The CASP-19 is a quality-of-life scale for use in old age, originally generated and validated in a representative UK sample of 264 people in ‘early old age’ (65–75 years) [12]. Given the diversity of older people’s experience and social situation, an important issue with any newly developed scale is the extent to which it can be used in different older populations and in different environments. This study therefore sought to test the properties of the CASP-19 in a UK population whose demographic profile and residential status differed markedly from the general population sample with which it was developed.
In this paper, we report quantitative measures of the scale’s psychometric properties, specifically, the distribution of scores, its factor structure, the internal consistency of its domains, and its construct validity. Comparisons are drawn with other studies of the scale’s psychometric properties in individuals aged 55 years and older [12, 13], based on the British Household Panel Survey (BHPS) [14] and the English Longitudinal Study of Ageing (ELSA) [15]. A recently proposed 12-item version of the scale [13] is also assessed.
Methods
The CASP-19
The CASP-19 is based on a needs-satisfaction model and focuses in particular on higher-level needs in the Maslovian hierarchy [16]. The scale conceptualizes quality of life in sociological—rather than in biological or medical—terms and explicitly resists a conflation of quality of life with health status, with its potential to medicalize old age [17].
The CASP-19 is a summative scale of 19 items, tapping four domains: control, autonomy, pleasure and self-realization; the scale includes both positively and negatively worded items (see Table 1). Control is defined in terms of an individual’s ability to intervene in his or her environment, whereas autonomy is freedom from unwanted interference from others [12]. Higgs et al. argue that ‘once these requirements [control and autonomy] have been met then individuals need to use them to pursue the reflexive process of self-realization through activities that make them happy’ [17, p. 245]. Each item is scored on a four-point adverbial scale (‘Often’, ‘Sometimes’, ‘Not often’ and ‘Never’), giving a possible range of scores of 0–57, with higher scores representing better quality of life.
In our study, the CASP-19 scale was included in a larger questionnaire used to measure aspects of health and well-being among residents of a UK retirement community that provides accommodation for people aged 55 years or older. The site has been redeveloped, and the previous 1950s rental accommodation replaced by purpose-built, self-contained houses, bungalows and apartments, available for rental or purchase. When the study began in June 2006, there were 160 residents living in 132 properties. An overarching aim of retirement communities is to maintain and improve residents’ quality of life, and a robust means of measuring this construct is therefore a key concern within such an environment.

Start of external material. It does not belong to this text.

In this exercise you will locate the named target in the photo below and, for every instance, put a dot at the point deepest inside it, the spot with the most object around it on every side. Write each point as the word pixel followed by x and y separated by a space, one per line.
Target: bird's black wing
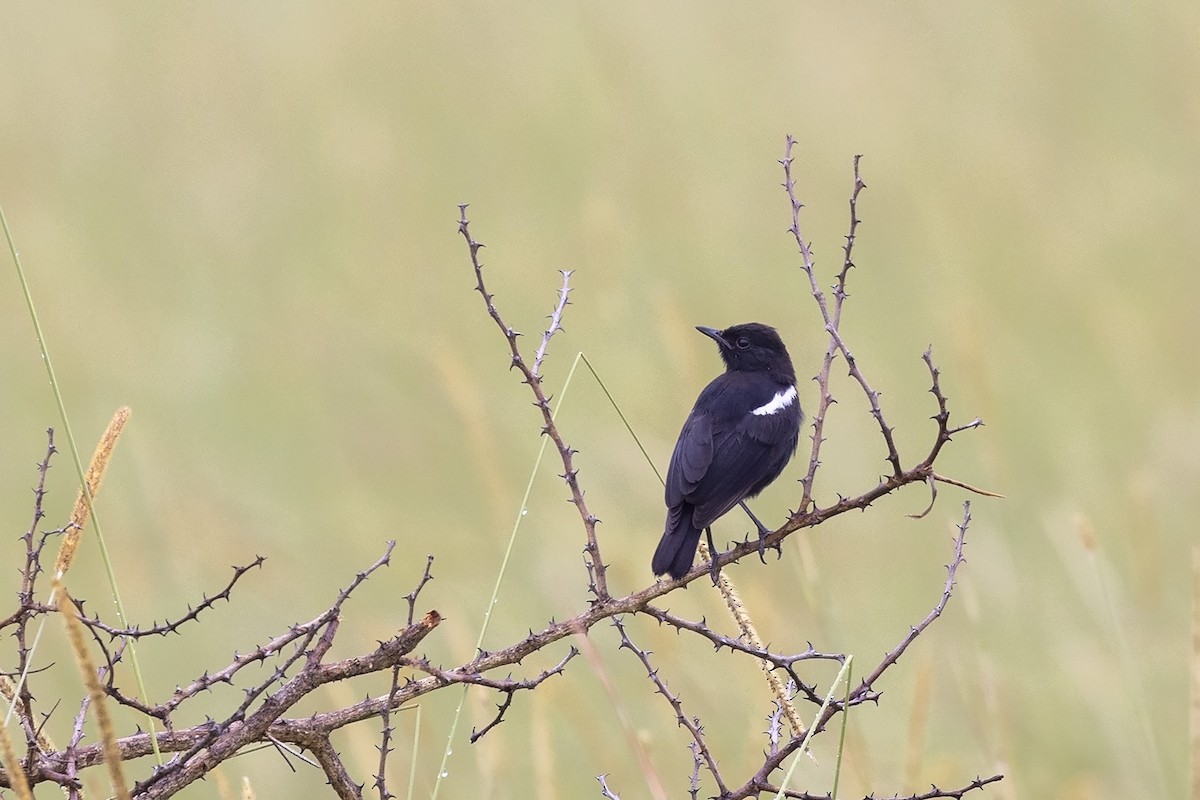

The CASP-19 was originally validated for use as a self-completed measure, but as previous experience of using it in this way had shown a high rate of missing values [18], the scale was interviewer-administered in the present study. Response options to most questions were displayed to the respondent on one of a series of show-cards. A total of 122 residents agreed to be interviewed.
Psychometric evaluation
The factor structure of the scale was tested using confirmatory factor analysis (CFA), with scale items designated as ordinal. The factor structure of a measurement tool represents the relationship between its constituent items and one or more latent variables, specified a priori. CFA allows one to assess the fit of the observed data to this factor structure, in terms of the number of latent variables and the relationship of individual scale items to these latent variables [19]. A close fit between the data and the hypothesized latent variables serves to confirm the factor structure. A number of different indices of fit exist, and their use and interpretation are the subject of ongoing debate [20–23]. Attempts have been made to establish cutoffs for these indices, but these are controversial in view of the various factors that may affect the magnitude of fit indices (e.g. sample size, model complexity, nature and extent of misspecification, level of measurement of the data [24]). There is broad consensus, however, that indices should not depend unduly on sample size, that they should take appropriate account of model parsimony and that their magnitude should not be interpreted mechanistically. Moreover, in the absence of a single robust measure of fit, it is recommended that a combination of such measures should be used and interpreted collectively, and in relation to other aspects of the CFA model [24–26]. Three indices were used in the present study:
-
1.
The Tucker Lewis index (TLI)
-
2.
The comparative fit index (CFI)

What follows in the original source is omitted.